Dossier non géolocalisé

Localisation
  • Aire d'étude et canton Nice - Nice
  • Commune Nice
  • Lieu-dit Rue de France, Baumettes, La Californie, Fabron
  • Adresse promenade des Anglais
  • Cadastre 2017 KV  ; 2017 KT  ; 2017 KW  ; 2017 MO
  • Dénominations
    promenade
  • Appellations
    des Anglais

Avant la promenade proprement dite.

La naissance de la promenade des Anglais en tant que lieu de villégiature fait généralement référence à l’année 1787, moment de l’édification sur les bords de la Méditerranée de la villa de Lady Penelope Rivers. A cette date pourtant, seul un étroit chemin est alors tracé sur la grève. Quant à la villa, elle protège ses plantations d’agrumes derrière une double haie de cyprès parallèle au rivage, rendant de fait la mer invisible depuis ses fenêtres.
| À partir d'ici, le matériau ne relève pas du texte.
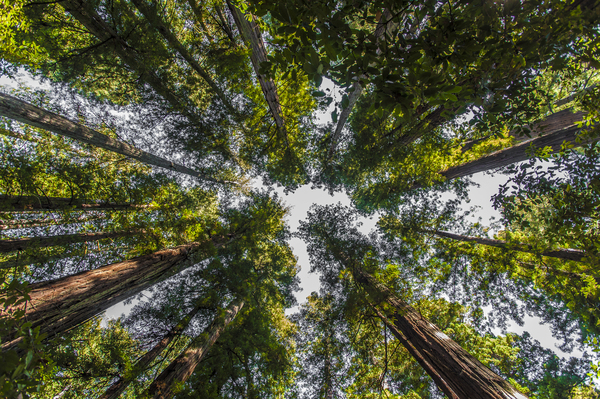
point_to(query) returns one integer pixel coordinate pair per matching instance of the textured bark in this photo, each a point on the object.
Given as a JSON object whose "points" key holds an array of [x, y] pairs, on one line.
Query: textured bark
{"points": [[59, 305], [21, 111], [462, 374], [144, 362], [14, 224], [253, 39], [149, 11], [517, 153], [550, 124], [21, 244], [388, 27], [562, 253], [417, 355], [183, 367], [10, 203]]}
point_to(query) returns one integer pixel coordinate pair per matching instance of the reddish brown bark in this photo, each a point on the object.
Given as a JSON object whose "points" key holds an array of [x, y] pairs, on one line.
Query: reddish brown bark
{"points": [[417, 355], [183, 367], [24, 112], [516, 153], [59, 305], [13, 203], [561, 253], [14, 224], [142, 364], [251, 35], [382, 28], [149, 11], [442, 358], [22, 244]]}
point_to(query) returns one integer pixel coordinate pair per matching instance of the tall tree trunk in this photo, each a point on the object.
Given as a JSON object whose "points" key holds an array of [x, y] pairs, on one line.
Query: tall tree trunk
{"points": [[549, 124], [442, 358], [441, 384], [88, 17], [516, 153], [21, 244], [357, 89], [24, 112], [149, 11], [258, 54], [144, 362], [182, 368], [23, 203], [522, 151], [562, 253], [15, 224], [59, 305]]}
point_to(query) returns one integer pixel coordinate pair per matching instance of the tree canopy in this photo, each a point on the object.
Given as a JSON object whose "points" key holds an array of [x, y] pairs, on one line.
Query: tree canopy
{"points": [[134, 175]]}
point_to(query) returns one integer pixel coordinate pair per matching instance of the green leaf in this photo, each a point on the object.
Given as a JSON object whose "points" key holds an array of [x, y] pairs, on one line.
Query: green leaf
{"points": [[345, 101]]}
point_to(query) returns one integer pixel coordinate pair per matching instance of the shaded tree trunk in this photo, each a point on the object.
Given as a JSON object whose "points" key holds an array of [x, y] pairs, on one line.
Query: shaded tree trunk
{"points": [[24, 112], [258, 54], [14, 224], [562, 253], [59, 305], [357, 88], [551, 123], [149, 11], [23, 203], [429, 369], [21, 244], [88, 17], [183, 367], [442, 358], [144, 362], [516, 153]]}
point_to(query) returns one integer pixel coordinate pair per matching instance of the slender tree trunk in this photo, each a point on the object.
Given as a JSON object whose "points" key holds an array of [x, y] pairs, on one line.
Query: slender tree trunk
{"points": [[144, 362], [21, 111], [253, 39], [24, 203], [38, 260], [149, 11], [442, 358], [88, 17], [357, 89], [441, 384], [516, 153], [182, 368], [15, 224], [562, 253], [59, 305], [21, 244], [552, 123]]}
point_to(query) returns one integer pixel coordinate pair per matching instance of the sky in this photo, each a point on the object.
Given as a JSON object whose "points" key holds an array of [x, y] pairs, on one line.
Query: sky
{"points": [[300, 201]]}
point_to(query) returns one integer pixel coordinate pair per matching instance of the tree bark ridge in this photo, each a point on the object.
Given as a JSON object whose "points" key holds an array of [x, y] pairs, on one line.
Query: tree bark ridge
{"points": [[183, 367]]}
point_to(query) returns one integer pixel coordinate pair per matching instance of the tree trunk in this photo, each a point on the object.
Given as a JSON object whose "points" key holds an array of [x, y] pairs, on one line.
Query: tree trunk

Le rapport demeure ainsi distant entre les bâtiments les plus proches de la mer et cette dernière. En effet, pendant le XVIIIe siècle et au premier tiers du XIXe, les maisons proches de la mer prennent place le plus au nord de leur parcelle, édifiées généralement à l'aplomb de la grande route de Gênes à Paris (actuelles rue de France et avenue de la Californie). Le trait du bord de mer est mouvant. La limite entre la plage et la grève n'est pas fixée et les jardins que le cadastre de 1812 nous décrit comme complantés d'orangers et d'arbres fruitiers se terminent souvent, côté mer, par des espaces vacants et, à certains endroits, des murs de protection. Si la villa Rivers constitue la première villa de villégiature édifiée par un commanditaire d’origine étrangère, certaines de ces maisons de bord de mer, appartenant à des familles locales, pouvaient accueillir des ressortissants britanniques depuis le milieu du XVIIIe siècle.

Naissance sous l'égide de la communauté britannique.

Fait remarquable, la naissance d’un lieu de promenade aménagé en bord de mer est le produit d’une initiative privée, celle de deux britanniques, le révérend Lewis Way (1772–1840) nommé pasteur de l’église anglicane de Nice en 1822, et la riche veuve Lady Olivia Barnard Sparrow (1778-1863), habitués des promenades en bord de mer britanniques. L’histoire a retenu le caractère philanthropique de l’épisode, afin de donner du travail à une population locale appauvrie par de mauvaises récoltes. S’il y a sans doute une volonté originelle de mise en place d’un système aumône contre travail dans le sens des Work houses protestantes, la communauté anglicane recherche aussi l’estime de l’élite et de la population locale, ces dernières critiquant notamment le prosélytisme (pourtant interdit) de certains de ses membres. L’histoire personnelle de Lady Sparrow, ayant perdu un fils de la tuberculose et dont les autres enfants étaient de santé fragile 1, ajoute sans doute à l’ensemble une portée hygiéniste de promenade médicale. La « beachroad » est finalement l’œuvre de terrassiers professionnels, ce qui permet d’ailleurs un achèvement rapide au début 1824. A cette date, il s’agit d’un chemin de deux mètres de large, depuis l’embouchure du Paillon jusqu’à l’actuelle rue Meyerbeer, avec retour sur la route de France.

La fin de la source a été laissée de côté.